Monday
We recently had a special event honoring the memory of Lucille Clifton, who ended her teaching career at St. Mary’s. Her three daughters were there, as was her friend Toi Derricotte, who presented the first annual St. Mary’s College Lucille Clifton Legacy Award to poet Yona Harvey.
Derricotte also read a poem about establishing a telephone friendship with a woman by reading her Clifton poems. It reminds us that poetry can have many different impacts:
Homage to Lucille Clifton
By Toi Derricotte
When I call to change my reservations
so that I can go to Baltimore to honor Lucille,
the woman at US Air
doesn’t laugh easy.
I’m trying to communicate—
not only that I have to change
my reservation—but
that I have to change it quick and
for the most important reason!
(Maybe if US Air knows
it’s for Lucille, they’ll say,
Oh shucks, then just go free!).
I ask: Ever hear of Lucille Clifton?
No. (I am always flabbergasted
by what people don’t know about the best
poets—I mean—in the universe!)
I go on and change the reservation,
getting charged the hundred bucks,
and, as she’s giving
dates, times, and numbers, we get
acquainted and a little warmer,
so, at the end I say, Want to hear
a poem by her? and she says—
an upsweep in her voice—Sure!
I run down with the phone like there’s
a new guest in my house—a real
woman coming to life close
to my mouth and ear—and I find it
alphabetical on the shelf, Good Woman
jumps into my hand, and I open to the first poem
and begin:
in the inner city
or
like we call
it home to this
woman who sounds
tired of making
reservations and the people
who think theirs is most
important.
I say—Want to hear another, and she says
Yes, even happier, that was really
good, and I open to:
i was born with twelve fingers
like my mother and my daughter.
each of us
born wearing strange black gloves which ends
and we connect
my dead mother my live daughter and me
through our terrible shadowy hands
That is wonderful, she says, and now she sounds as close
to me as love, and I say, Lucille doesn’t have an easy
life, she has breast cancer, she has to have
dialysis, a kidney transplant, and she lost her daughter
and her son.
If you saw her you’d know
how great, but you’d also see
how real. You’d see she has some special
hook up to the center and all that
energy comes from there.
And the operator says,
I am really moved, and I will, I really will look her
up.

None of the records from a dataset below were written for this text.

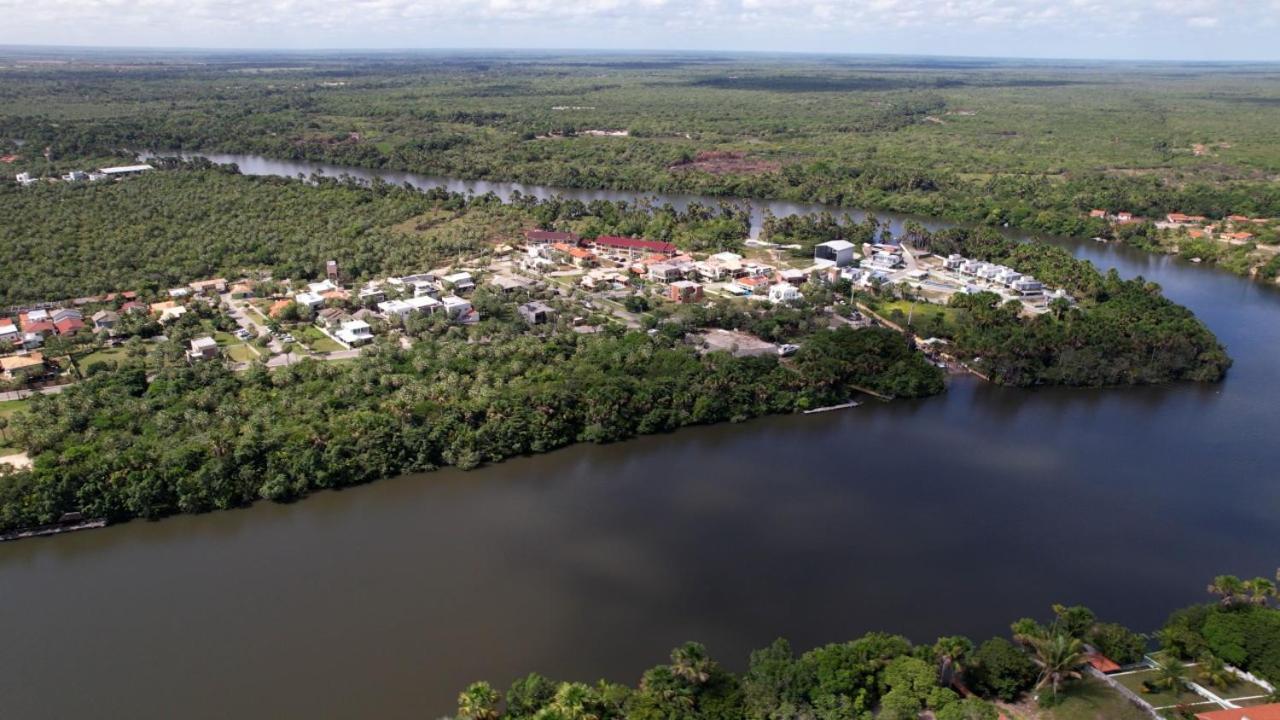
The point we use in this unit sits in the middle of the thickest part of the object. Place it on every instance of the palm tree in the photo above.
(1212, 670)
(1260, 589)
(1229, 588)
(1173, 675)
(1059, 659)
(479, 702)
(691, 662)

My name is Treesy and last week I found out that my
nine year old daughter has cancer, and I want to
get that book and read those poems
to her, she will really
like them. And I said isn’t that
wonderful that we talked and that I got
to read you Lucille? After I lost my mother, she told me
When you lose the flesh
you gain more power. And I said it’s like that, like
the miracle of meeting you, you
meeting Lucille, and
just this—!
What about those two Clifton poems opened up the conversation with the mother of a sick child?. In the first, Clifton provides a voice for the marginalized. Their lives may be more challenging than those of more affluent people but they are also more vibrant:
in the inner city
or
like we call it
home
we think a lot about uptown
and the silent nights
and the houses straight as dead men
and the pastel lights
and we hang on to our no place
happy to be alive
and in the inner city
or
like we call it
home
In the second poem, Clifton refers to a belief in some African tribes about the significance of a sixth finger. When we force people to conform to a socially acceptable image, we miss their special gifts.

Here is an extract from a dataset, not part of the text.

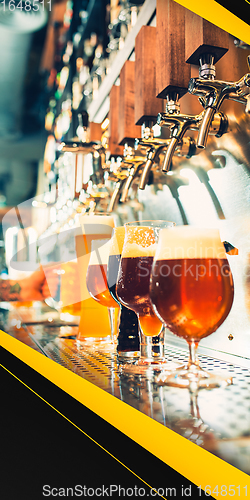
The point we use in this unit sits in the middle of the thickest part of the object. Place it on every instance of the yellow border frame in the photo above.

I was born with twelve fingers
like my mother and my daughter
each of us
born wearing strange black gloves
extra baby fingers hanging over the sides of our cribs and
dipping into the milk
somebody was afraid we would learn to cast spells
and our wonders were cut off
but they didn’t understand
the powerful memory of ghosts now
we take what we want
with invisible fingers
and we connect
my dead mother my live daughter and me
through our terrible shadowy hands
While we don’t know whether Derricotte’s interlocutor Treesy is a woman of color, she feels alone in the world because of her daughter’s illness. The idea that a poet out there understands her—and that an anonymous customer cares enough to read work from this poet to her—suddenly makes the world seem less impersonal. Or like we call it, home.

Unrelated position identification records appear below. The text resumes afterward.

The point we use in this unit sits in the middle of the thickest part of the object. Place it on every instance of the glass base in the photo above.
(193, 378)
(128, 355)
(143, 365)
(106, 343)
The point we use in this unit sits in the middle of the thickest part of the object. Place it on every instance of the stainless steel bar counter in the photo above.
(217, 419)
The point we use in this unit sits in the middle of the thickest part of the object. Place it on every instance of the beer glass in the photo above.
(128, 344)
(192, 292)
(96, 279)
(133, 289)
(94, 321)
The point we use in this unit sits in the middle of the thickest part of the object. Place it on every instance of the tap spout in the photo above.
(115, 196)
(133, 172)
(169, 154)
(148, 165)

In the second poem, meanwhile, a medical condition that seems bad—having six fingers—suddenly becomes a source of strength. The condition also connects mother and daughter. This may prompt Treesy to talk about her own sick daughter, which in turn leads Derricotte to describe the way that Clifton struggled with tragedy and to recount her own mother’s empowering words.
Worry and fear have probably narrowed Treesy’s horizon. Clifton’s poetry makes her realize that the world is larger and full of possibilities.